Subscribe to the Non-Human & AI Identity Journal

When does centralised governance fail in an open lakehouse?

It fails when policy is centralised but enforcement is not. In that case, the organisation can document controls in one system while access, definitions and transformations drift across clouds and tools. The warning sign is inconsistency between what the catalog says and what users actually see in production.

Why Centralised Governance Fails in an Open Lakehouse

Centralised governance breaks when it assumes the catalog is the control plane. In an open lakehouse, data can be queried, copied, transformed, and exposed across engines, pipelines, and clouds that do not all honour the same policy layer. That creates a gap between intended control and actual enforcement, which is exactly the kind of drift highlighted in Top 10 NHI Issues and the governance expectations in the NIST Cybersecurity Framework 2.0.

The failure is not that central policy is useless. The failure is that a single policy source cannot compensate for inconsistent enforcement across Spark jobs, object stores, BI tools, notebooks, and external sharing paths. Once access decisions and data transformations are distributed, teams often discover that the documented model and the operational model are no longer the same. In practice, many security teams encounter this only after a production query exposes data that the catalog still marks as restricted.

How Governance Drift Happens Across Tools and Clouds

Open lakehouse architectures are designed for portability, which is useful for analytics but difficult for governance. The same dataset may be read by one engine, transformed by another, and published through a third system that applies its own permissions, masking rules, or lineage metadata. If policy is written centrally but enforcement remains local, the control plane becomes informational rather than authoritative.

Operationally, effective governance depends on synchronising three layers:

  • Identity and access, so that users and services are authorised consistently across query engines and pipelines.
  • Metadata and classification, so that the catalog reflects current business context and sensitivity labels.
  • Runtime enforcement, so that row filters, masking, and write controls are applied where the data is actually accessed.

This is why the Ultimate Guide to NHIs — Lifecycle Processes for Managing NHIs is relevant even in a data governance discussion: the same control problem appears whenever non-human identities, service principals, or automation accounts can move data faster than review cycles can track it. Current guidance suggests using Ultimate Guide to NHIs — Regulatory and Audit Perspectives to align policy ownership with audit evidence, but the enforcement layer still has to live inside the systems that touch the data.
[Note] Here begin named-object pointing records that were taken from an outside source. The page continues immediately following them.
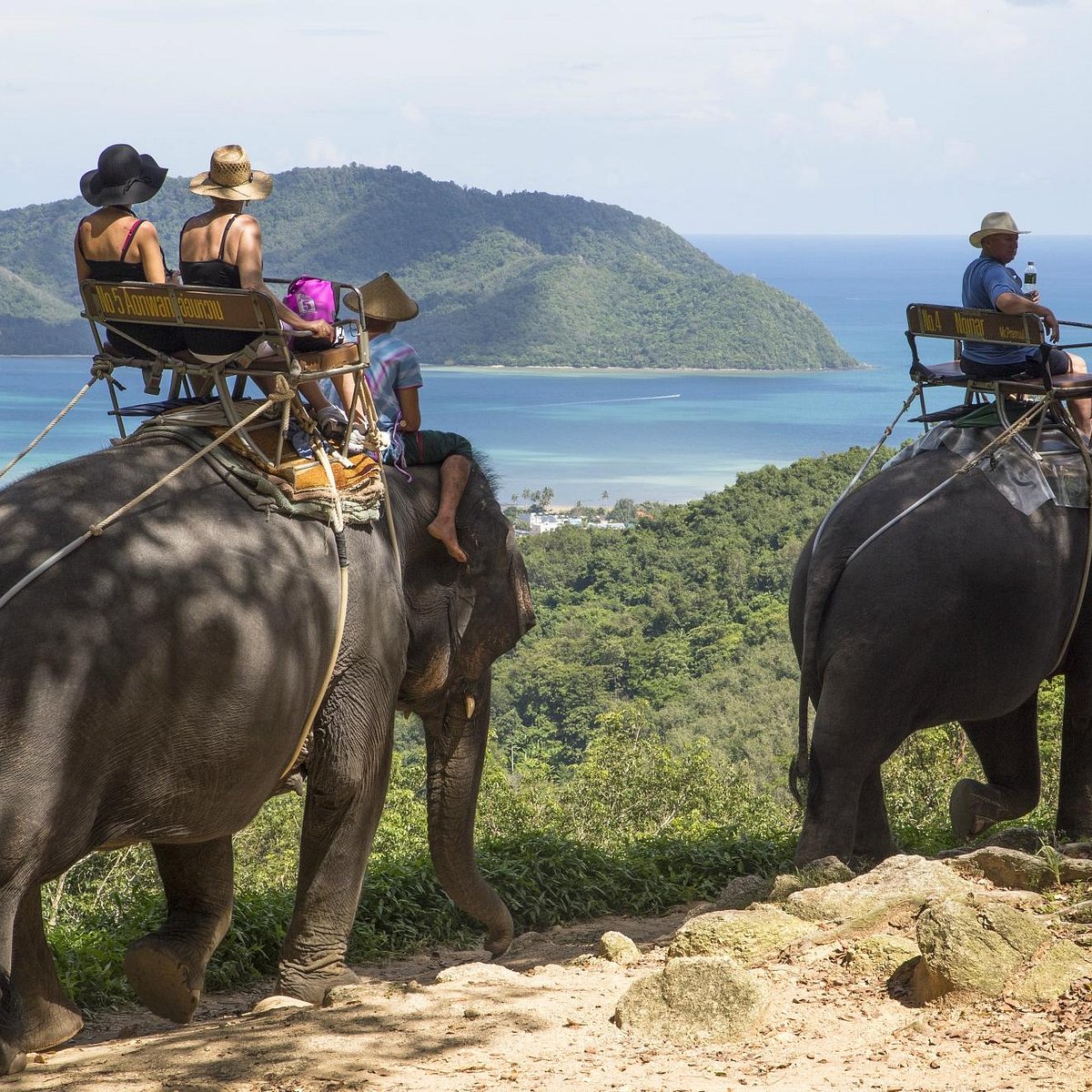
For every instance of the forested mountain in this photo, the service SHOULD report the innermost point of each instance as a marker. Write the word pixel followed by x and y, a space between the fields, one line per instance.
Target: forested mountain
pixel 517 278
pixel 680 623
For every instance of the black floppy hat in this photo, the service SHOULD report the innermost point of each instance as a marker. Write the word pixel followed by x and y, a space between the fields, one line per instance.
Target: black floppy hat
pixel 124 176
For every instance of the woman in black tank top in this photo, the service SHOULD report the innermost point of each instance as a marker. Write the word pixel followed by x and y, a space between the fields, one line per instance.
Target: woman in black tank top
pixel 115 245
pixel 223 247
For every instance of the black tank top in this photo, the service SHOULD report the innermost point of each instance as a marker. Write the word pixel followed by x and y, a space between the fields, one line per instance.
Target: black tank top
pixel 214 273
pixel 116 270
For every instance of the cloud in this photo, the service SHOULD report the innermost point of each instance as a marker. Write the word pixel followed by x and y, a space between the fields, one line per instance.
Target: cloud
pixel 866 118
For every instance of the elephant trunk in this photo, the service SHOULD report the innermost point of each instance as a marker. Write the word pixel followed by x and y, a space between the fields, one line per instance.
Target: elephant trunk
pixel 456 745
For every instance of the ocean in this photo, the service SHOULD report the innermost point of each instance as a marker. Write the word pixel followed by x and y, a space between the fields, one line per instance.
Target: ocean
pixel 655 436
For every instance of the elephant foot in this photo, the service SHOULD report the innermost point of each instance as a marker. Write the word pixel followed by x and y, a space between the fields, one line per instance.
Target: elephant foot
pixel 311 986
pixel 164 981
pixel 975 807
pixel 12 1059
pixel 49 1024
pixel 500 935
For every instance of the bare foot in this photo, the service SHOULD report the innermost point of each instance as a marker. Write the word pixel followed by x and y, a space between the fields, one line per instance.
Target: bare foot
pixel 445 532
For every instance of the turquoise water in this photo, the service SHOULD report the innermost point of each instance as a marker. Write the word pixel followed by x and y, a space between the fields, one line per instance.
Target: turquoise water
pixel 653 436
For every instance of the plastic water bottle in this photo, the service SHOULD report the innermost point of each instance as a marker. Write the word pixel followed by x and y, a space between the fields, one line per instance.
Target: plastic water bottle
pixel 1031 279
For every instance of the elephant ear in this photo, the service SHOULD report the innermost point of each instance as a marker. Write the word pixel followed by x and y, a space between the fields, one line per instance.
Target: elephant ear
pixel 460 611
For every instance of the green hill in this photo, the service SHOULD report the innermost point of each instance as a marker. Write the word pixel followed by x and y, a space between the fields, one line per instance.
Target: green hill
pixel 517 278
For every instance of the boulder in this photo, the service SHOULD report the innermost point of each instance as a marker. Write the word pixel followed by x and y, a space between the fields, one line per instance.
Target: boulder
pixel 784 885
pixel 882 955
pixel 741 891
pixel 702 998
pixel 973 945
pixel 618 948
pixel 751 936
pixel 825 871
pixel 1008 868
pixel 896 884
pixel 1053 975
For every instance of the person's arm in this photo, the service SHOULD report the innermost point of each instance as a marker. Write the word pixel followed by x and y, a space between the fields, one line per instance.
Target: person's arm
pixel 410 403
pixel 82 270
pixel 147 243
pixel 1009 303
pixel 249 261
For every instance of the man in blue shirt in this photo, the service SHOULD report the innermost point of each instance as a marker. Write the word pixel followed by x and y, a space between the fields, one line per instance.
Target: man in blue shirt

Common implementation patterns include policy-as-code, federated identity, consistent tagging, and automated checks for permission drift between the catalog and the storage or compute layer. These controls tend to break down when multiple clouds use different permission semantics and one engine can bypass the catalog entirely through direct object access.

Where the Model Breaks and What to Watch For

Tighter central governance often increases administrative overhead, requiring organisations to balance consistency against platform flexibility. That tradeoff is real, especially in environments where analytics teams move quickly and platform teams cannot manually approve every change.

There is no universal standard for this yet, but best practice is evolving toward governance that is centrally defined and locally enforced. That means treating the catalog as a source of intent, not proof of control. The warning signs are usually operational: orphaned permissions, conflicting table definitions, unmanaged copies in downstream workspaces, and access decisions that differ by engine.

This is also where manual exception handling becomes dangerous. A temporary bypass for a data scientist, a one-off replication to another cloud, or a transformation job running under a broad service account can quietly create a new access path that central policy never sees. Security teams should look for evidence that policy changes propagate automatically, that non-human identities are scoped to specific pipelines, and that audit trails tie every read and write back to an enforceable control point. The practical lesson is simple: central governance fails fastest when the organisation trusts the catalog more than the execution path.

Standards & Framework Alignment

This section maps relevant standards and security frameworks to the operational risks and controls described in this guidance.

OWASP Non-Human Identity Top 10 address the attack and risk surface, while NIST CSF 2.0 and NIST AI RMF set the governance and control requirements practitioners need to meet.

Framework Control / Reference Relevance
NIST CSF 2.0 PR.AC-4 Access permissions must stay consistent across lakehouse engines and clouds.
OWASP Non-Human Identity Top 10 NHI-01 Service accounts and automation identities often drive lakehouse access drift.
NIST AI RMF Governance relies on clear accountability for automated data actions and decisions.

Inventory non-human identities and bind each to least-privilege data paths with reviewable ownership.